Wildlife refuge near Sacramento, California

The Stone Lakes National Wildlife Refuge, located south of Sacramento, California, lies within the Sacramento-San Joaquin delta, the destination of thousands of migrating waterfowl, shorebirds, and other water birds. The refuge was established in 1994.

==Habitats==
Through a number of innovative partnerships, the refuge is protecting scarce natural habitats and agricultural resources in an area threatened by urban sprawl and agricultural changes. Stone Lakes National Wildlife Refuge contains both seasonal and permanent wetlands, riparian forest, and grasslands, as well as some of the last remaining freshwater lakes in the central valley.
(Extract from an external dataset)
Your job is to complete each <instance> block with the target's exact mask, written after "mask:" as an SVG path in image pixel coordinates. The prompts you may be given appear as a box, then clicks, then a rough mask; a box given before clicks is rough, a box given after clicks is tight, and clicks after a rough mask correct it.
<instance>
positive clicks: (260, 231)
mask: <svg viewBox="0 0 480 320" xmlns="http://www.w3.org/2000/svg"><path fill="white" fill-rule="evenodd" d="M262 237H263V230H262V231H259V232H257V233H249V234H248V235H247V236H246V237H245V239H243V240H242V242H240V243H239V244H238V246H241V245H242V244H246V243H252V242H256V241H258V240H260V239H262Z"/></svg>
These habitats support large populations of migratory water birds, a major rookery for several colonial nesting species such as great blue herons, and a warm water fishery. Several endangered, threatened, and special-status species benefit from these habitats: the valley elderberry longhorn beetle, Swainson's hawk, and greater sandhill crane.

==Visitors==
Visitor numbers increase every year; they topped 8,500 in 2001, despite a lack of a visitor education center. The refuge has several paved walking trails and a natural playscape for children. Parking is free. The volunteers from the non-profit Friends of Stone Lakes dedicate their time educating the public about this urban refuge and providing support to the refuge staff.